Streaming platforms like Spotify and Apple Music have further complicated things. Curated playlists like POLLEN and Lorem focus on mood rather than genre, blending hyperpop, indie rock, and electronic music. These playlists expose niche artists to wider audiences, blurring the line between underground and mainstream. This blurred line between niche and mainstream fuels much of the gatekeeping we see today. Fans may accuse artists of “selling out” or criticize new listeners for not understanding the music on a deeper level. But maybe the real issue isn’t the music changing but the fear that these once-intimate communities are becoming too crowded.

Yet, the democratization of music discovery has allowed more artists to thrive without needing mainstream approval. Platforms like Bandcamp and online radio such as NTS and The Lot Radio still offer havens for experimental sounds and underground scenes.

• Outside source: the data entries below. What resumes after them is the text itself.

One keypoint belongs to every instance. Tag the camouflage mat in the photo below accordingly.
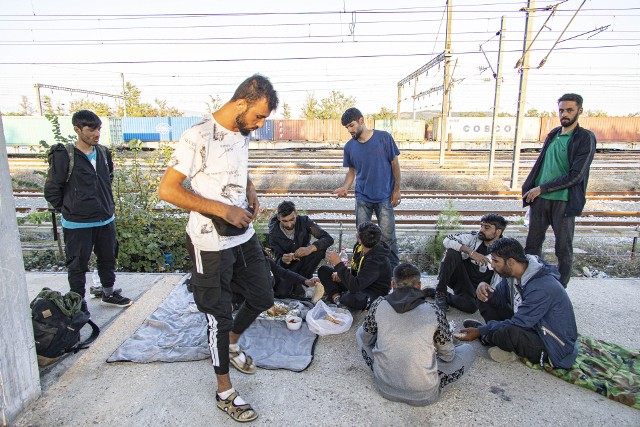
(608, 369)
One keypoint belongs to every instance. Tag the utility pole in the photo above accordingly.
(124, 98)
(447, 85)
(399, 100)
(38, 99)
(524, 74)
(415, 91)
(496, 100)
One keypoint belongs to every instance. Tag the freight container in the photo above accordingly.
(265, 133)
(478, 129)
(178, 125)
(403, 130)
(146, 129)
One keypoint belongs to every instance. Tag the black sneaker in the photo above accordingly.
(117, 299)
(441, 301)
(429, 292)
(471, 323)
(97, 292)
(84, 308)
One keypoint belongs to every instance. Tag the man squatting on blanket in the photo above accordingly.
(214, 155)
(407, 343)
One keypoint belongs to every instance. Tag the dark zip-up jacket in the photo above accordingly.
(304, 229)
(580, 151)
(545, 308)
(374, 275)
(87, 196)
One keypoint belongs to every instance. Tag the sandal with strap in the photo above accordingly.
(248, 367)
(241, 413)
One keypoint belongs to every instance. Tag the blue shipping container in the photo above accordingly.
(180, 124)
(265, 133)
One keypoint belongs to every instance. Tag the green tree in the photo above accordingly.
(214, 104)
(595, 113)
(165, 111)
(333, 106)
(286, 111)
(135, 108)
(309, 109)
(100, 108)
(383, 114)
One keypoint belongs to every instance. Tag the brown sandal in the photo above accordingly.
(241, 413)
(248, 367)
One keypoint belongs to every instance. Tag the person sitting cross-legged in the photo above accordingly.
(369, 276)
(542, 327)
(407, 343)
(465, 264)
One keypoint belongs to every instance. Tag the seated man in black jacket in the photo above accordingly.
(290, 240)
(369, 276)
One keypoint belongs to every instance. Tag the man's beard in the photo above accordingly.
(483, 237)
(242, 125)
(570, 122)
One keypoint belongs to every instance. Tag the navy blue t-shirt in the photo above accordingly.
(372, 162)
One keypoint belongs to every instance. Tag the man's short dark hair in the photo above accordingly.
(85, 118)
(405, 275)
(256, 88)
(496, 220)
(507, 248)
(286, 208)
(352, 114)
(369, 234)
(571, 97)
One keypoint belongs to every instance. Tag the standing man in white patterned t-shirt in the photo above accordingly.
(226, 254)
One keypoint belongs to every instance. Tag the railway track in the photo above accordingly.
(406, 194)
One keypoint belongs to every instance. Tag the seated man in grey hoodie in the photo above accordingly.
(407, 343)
(543, 327)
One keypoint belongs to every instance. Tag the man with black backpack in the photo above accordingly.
(79, 185)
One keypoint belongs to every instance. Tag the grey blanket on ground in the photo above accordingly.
(177, 332)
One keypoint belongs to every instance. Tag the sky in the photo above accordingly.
(183, 52)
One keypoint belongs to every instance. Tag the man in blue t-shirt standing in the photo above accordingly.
(372, 159)
(81, 191)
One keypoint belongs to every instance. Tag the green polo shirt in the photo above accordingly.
(554, 165)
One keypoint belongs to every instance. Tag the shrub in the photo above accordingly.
(429, 256)
(145, 233)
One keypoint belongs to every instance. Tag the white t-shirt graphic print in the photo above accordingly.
(216, 162)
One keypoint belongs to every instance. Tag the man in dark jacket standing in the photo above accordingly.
(557, 184)
(290, 240)
(85, 199)
(369, 276)
(542, 327)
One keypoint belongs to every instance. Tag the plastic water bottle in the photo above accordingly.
(344, 257)
(96, 279)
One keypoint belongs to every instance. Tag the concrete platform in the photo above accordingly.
(336, 390)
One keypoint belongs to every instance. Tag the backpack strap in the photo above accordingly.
(72, 158)
(85, 344)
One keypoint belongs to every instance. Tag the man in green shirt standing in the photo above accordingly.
(557, 184)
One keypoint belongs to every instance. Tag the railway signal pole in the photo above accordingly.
(524, 75)
(447, 84)
(496, 100)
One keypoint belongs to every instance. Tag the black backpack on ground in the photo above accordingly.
(57, 321)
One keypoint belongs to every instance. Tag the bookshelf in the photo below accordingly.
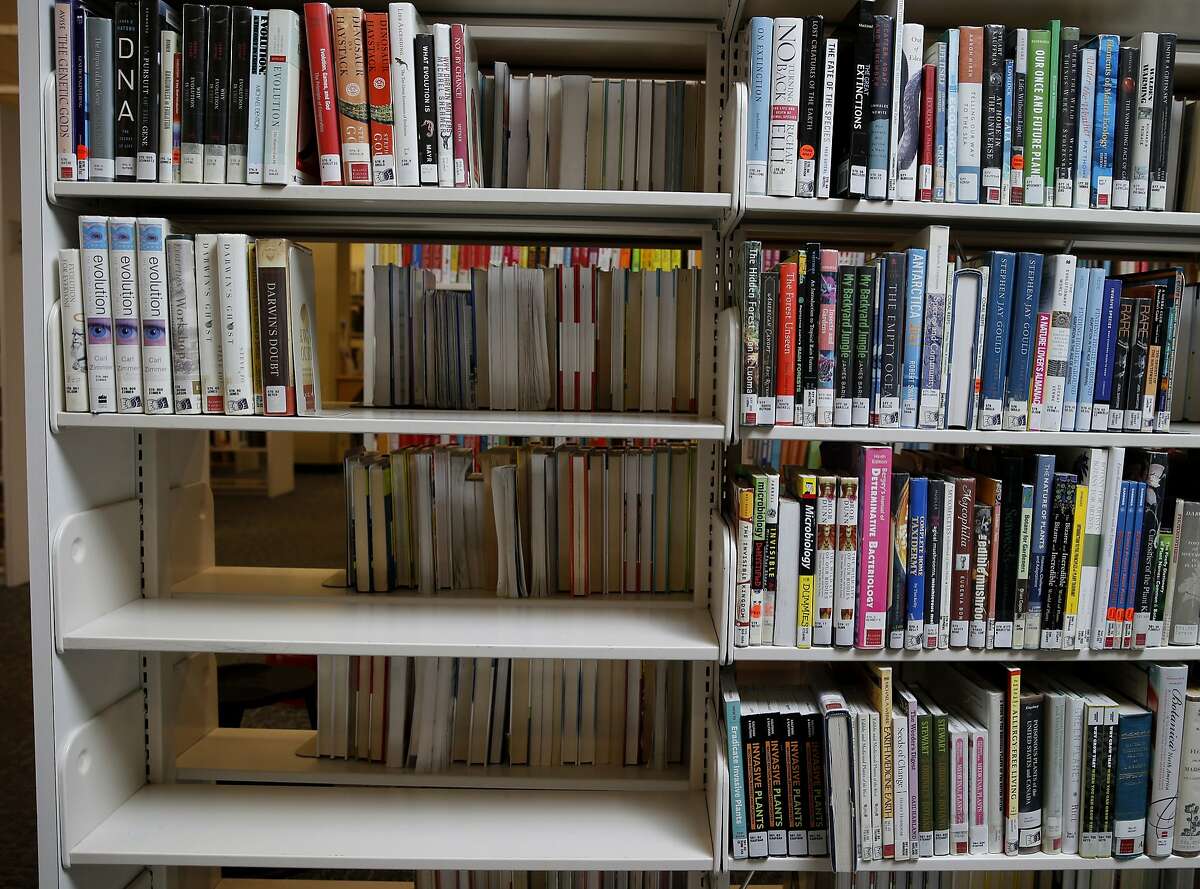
(129, 605)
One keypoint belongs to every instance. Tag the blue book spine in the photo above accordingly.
(1075, 346)
(913, 330)
(918, 529)
(737, 779)
(1104, 122)
(952, 115)
(1005, 181)
(1091, 350)
(1043, 485)
(1105, 354)
(995, 343)
(759, 113)
(1026, 292)
(1132, 784)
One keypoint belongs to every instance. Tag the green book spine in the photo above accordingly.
(1055, 29)
(941, 785)
(1037, 84)
(925, 785)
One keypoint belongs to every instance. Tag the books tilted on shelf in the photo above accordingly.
(213, 323)
(975, 114)
(927, 340)
(922, 762)
(525, 521)
(433, 714)
(999, 548)
(232, 95)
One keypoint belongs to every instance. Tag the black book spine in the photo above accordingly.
(239, 88)
(125, 94)
(1164, 90)
(1066, 140)
(149, 84)
(426, 104)
(195, 74)
(1030, 775)
(1128, 62)
(993, 148)
(893, 341)
(811, 82)
(216, 112)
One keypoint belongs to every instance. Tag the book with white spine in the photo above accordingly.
(75, 332)
(233, 287)
(155, 316)
(208, 318)
(185, 346)
(123, 266)
(405, 24)
(97, 301)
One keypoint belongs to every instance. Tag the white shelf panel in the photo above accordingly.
(1183, 434)
(405, 421)
(1033, 862)
(269, 756)
(851, 655)
(402, 828)
(405, 625)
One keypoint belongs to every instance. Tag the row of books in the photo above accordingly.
(931, 762)
(997, 550)
(562, 338)
(156, 323)
(229, 94)
(918, 338)
(431, 714)
(976, 115)
(527, 521)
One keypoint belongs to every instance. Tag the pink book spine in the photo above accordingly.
(875, 545)
(1038, 384)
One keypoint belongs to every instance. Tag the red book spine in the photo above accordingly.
(383, 160)
(785, 374)
(324, 91)
(459, 104)
(928, 119)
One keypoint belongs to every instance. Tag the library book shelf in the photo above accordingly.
(137, 786)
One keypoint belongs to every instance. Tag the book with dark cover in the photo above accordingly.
(1029, 818)
(811, 83)
(1128, 65)
(991, 154)
(1164, 92)
(125, 83)
(425, 80)
(1067, 118)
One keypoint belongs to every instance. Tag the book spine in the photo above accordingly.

But the internet has made it nearly impossible to keep music insulated from mass appeal.

Perhaps the idea of “niche” is evolving. Instead of being defined by limited exposure, niche music might now be about how deeply music connects with specific communities, regardless of how many people listen. “Hidden gems” are inherently subjective; what feels underground to one listener might be mainstream to another.

As artists like Chappell Roan balance staying true to their roots while reaching broader audiences, fans are left to reconsider what it means to belong to a music community. Maybe the real challenge isn’t keeping music exclusive but finding ways to celebrate its growth without losing what made it special in the first place.